# Pyber Challenge

### 4.3 Loading and Reading CSV files

In [None]:
# Add Matplotlib inline magic command
%matplotlib inline

# Dependencies and Setup
import matplotlib.pyplot as plt
import pandas as pd
import numpy as np

# File to Load (Remember to change these)
city_data_to_load = "Resources/city_data.csv"
ride_data_to_load = "Resources/ride_data.csv"

# Read the City and Ride Data
city_data_df = pd.read_csv(city_data_to_load)
ride_data_df = pd.read_csv(ride_data_to_load)


### Merge the DataFrames

In [None]:

# Combine the data into a single dataset
pyber_data_df = pd.merge(ride_data_df, city_data_df, how="left", on=["city", "city"])

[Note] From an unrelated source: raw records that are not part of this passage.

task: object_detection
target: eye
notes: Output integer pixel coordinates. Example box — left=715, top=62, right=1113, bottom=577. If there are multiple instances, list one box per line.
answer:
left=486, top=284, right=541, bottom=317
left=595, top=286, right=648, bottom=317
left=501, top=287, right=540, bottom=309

# Display the data table for preview
pyber_data_df



## Deliverable 1: Get a Summary DataFrame 

In [None]:
#  1. Get the total rides for each city type

rides_by_city = pyber_data_df["ride_id"].groupby(pyber_data_df["type"]).count()
rides_by_city = rides_by_city.rename('Total Rides')
rides_by_city



In [None]:
# 2. Get the total drivers for each city type

drivers_by_city = city_data_df["driver_count"].groupby(city_data_df["type"]).sum()
drivers_by_city = drivers_by_city.rename('Total Drivers')
drivers_by_city

In [None]:
#  3. Get the total amount of fares for each city type

fares_by_city = pyber_data_df["fare"].groupby(pyber_data_df["type"]).sum()
fares_by_city = fares_by_city.rename('Total Fares')
fares_by_city

In [None]:
#  4. Get the average fare per ride for each city type. 

average_fare_by_city_type = pyber_data_df.groupby(pyber_data_df["type"]).mean()["fare"]
average_fare_by_city_type = average_fare_by_city_type.rename('Average Fare per Ride')
average_fare_by_city_type

In [None]:
# 5. Get the average fare per driver for each city type. 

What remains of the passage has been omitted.